An Evaluation of Pose Estimation in Video of Traditional Martial Arts Presentation

  • Nguyễn Tường Thành School of Electronics and Telecommunications, Hanoi University Science and Technology
  • Lê Văn Hùng Tan Trao University
  • Phạm Thành Công School of Electronics and Telecommunications, Hanoi University Science and Technology
Keywords: Estimation of keypoints, pose estimation, deep learning, skeleton, conserving and teaching traditional martial arts

Abstract

Preserving, maintaining, and teaching traditional martial arts are very important activities in social life. That helps individuals preserve national culture, exercise, and practice self-defense. However, traditional martial arts have many differentposturesaswellasvariedmovementsofthebodyand body parts. The problem of estimating the actions of human body still has many challenges, such as accuracy, obscurity, and so forth. This paper begins with a review of several methods of 2-D human pose estimation on the RGB images, in which the methods of using the Convolutional Neural Network (CNN) models have outstanding advantages in terms of processing time and accuracy. In this work we built a small dataset and used CNN for estimating keypoints and joints of actions in traditional martial arts videos. Next we applied the measurements (length of joints, deviation angle of joints, and deviation of keypoints) for evaluating pose estimation in 2-D and 3-D spaces. The estimator was trained on the classic MSCOCO Keypoints Challenge dataset, the results were evaluated on a well-known dataset of Martial Arts, Dancing, and Sports dataset.

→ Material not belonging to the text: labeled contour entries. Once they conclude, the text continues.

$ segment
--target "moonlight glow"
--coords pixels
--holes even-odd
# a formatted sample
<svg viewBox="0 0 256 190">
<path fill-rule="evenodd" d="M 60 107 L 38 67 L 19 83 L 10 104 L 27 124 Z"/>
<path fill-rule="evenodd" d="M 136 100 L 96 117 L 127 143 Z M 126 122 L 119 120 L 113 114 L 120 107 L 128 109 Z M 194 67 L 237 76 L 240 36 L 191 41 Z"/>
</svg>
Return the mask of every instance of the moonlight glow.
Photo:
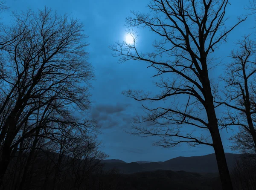
<svg viewBox="0 0 256 190">
<path fill-rule="evenodd" d="M 125 42 L 129 44 L 134 43 L 133 37 L 130 34 L 126 34 L 125 35 Z"/>
</svg>

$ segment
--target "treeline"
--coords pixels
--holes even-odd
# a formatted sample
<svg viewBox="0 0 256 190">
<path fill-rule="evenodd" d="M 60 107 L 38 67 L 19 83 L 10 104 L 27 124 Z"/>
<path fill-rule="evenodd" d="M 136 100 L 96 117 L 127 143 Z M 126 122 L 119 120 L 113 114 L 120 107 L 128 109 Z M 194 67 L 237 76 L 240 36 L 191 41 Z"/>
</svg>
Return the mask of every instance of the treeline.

The results were quantitatively evaluated and reported in this paper.

Author Biographies

Nguyễn Tường Thành, School of Electronics and Telecommunications, Hanoi University Science and Technology

Nguyen Tuong Thanh received B.E. degree from Hanoi University Science and Technology in 2002 in Electronics and Telecommunications; He received M.E. degree in Electronic Engineering, University of Transport and Communications. He is now PhD student in Electronic Engineering, Hanoi University of Science and Technology. Currently, he is working at the Faculty of Engineering and Technology, Quy Nhon University. His research interests include computer vision, image processing 2-D, 3-D machine leaning, deep learning.

Lê Văn Hùng, Tan Trao University

Le Van Hung received M.Sc. degree at Faculty Information Technology- Hanoi National University of Education (2013). He received PhD degree at International Research Institute MICA HUSTCNRS/UMI - 2954 - INP Grenoble (2018). Currently, he is a lecture of Tan Trao University. His research interests include Computer vision, RANSAC and RANSAC variation and 3-D object detection, recognition, machine leaning, deep learning.

Phạm Thành Công, School of Electronics and Telecommunications, Hanoi University Science and Technology

Pham Thanh Cong received M.Sc. degree at Electronics and Telecommunications, Hanoi University of Technology in 1998. He received PhD degree at Electronics and Telecommunications, Turin Polytechnic University, Italy in 2010. Currently, he is a lecturer of institute of Electronics and Telecommunications, Hanoi University of Science and Technology. His research interests include Super high frequency technology, antennas, telecommunication systems.

References

W. Zhang, Z. Liu, L. Zhou, H. Leung, and A. B. Chan, “Martial

Arts, Dancing and Sports dataset: a Challenging Stereo and Multi-View Dataset for 3D Human Pose Estimation,” Image and Vision Computing, vol. Volume 61, 2017.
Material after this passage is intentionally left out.